The Pinglu Canal will have a total investment of about CNY72.7 billion (USD10 billion), Yicai learned. It will cut the journey of ships departing from Guangxi or Yunnan or Guizhou provinces and taking inland waterways to the sea by more than 560 kilometers.
China included the canal as part of its 14th Five-Year Plan and the Vision 2035 plan in 2019, and construction started in August 2022.
The project has already burned through over CNY33 billion and more than 200 million cubic meters of rocks have been removed, said He Junhui, head of the engineering management department of Pinglu Canal Group.

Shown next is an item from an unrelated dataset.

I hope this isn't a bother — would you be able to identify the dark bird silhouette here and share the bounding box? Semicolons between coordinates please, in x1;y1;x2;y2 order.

The engineering challenges are huge. For example, Pinglu Canal Construction has dug a 66-meter-deep valley between two mountains to install the world’s largest inland water-saving ship lock which is 300 meters long and 34 meters wide, according to Cheng Yaofei, chairman of the unit of Pinglu Canal.
The company protects the biodiversity of the area by building ecological corridors, as well as animal and fish corridors, He added.
The major infrastructure undertaking has prompted many cities in Guangxi such as Qinzhou to set up industrial parks and logistics facilities. Moreover, Guangxi and the southwestern province of Yunnan agreed to jointly build the Baise water conservancy project for CNY5 billion (USD703.6 million) to establish a waterway from Yunnan to the sea.
The canal will have a cargo volume of 95.5 million tons by 2035 and 120 million tons by 2050, cutting more than CNY5.2 billion in transport expenses per year, according to research results.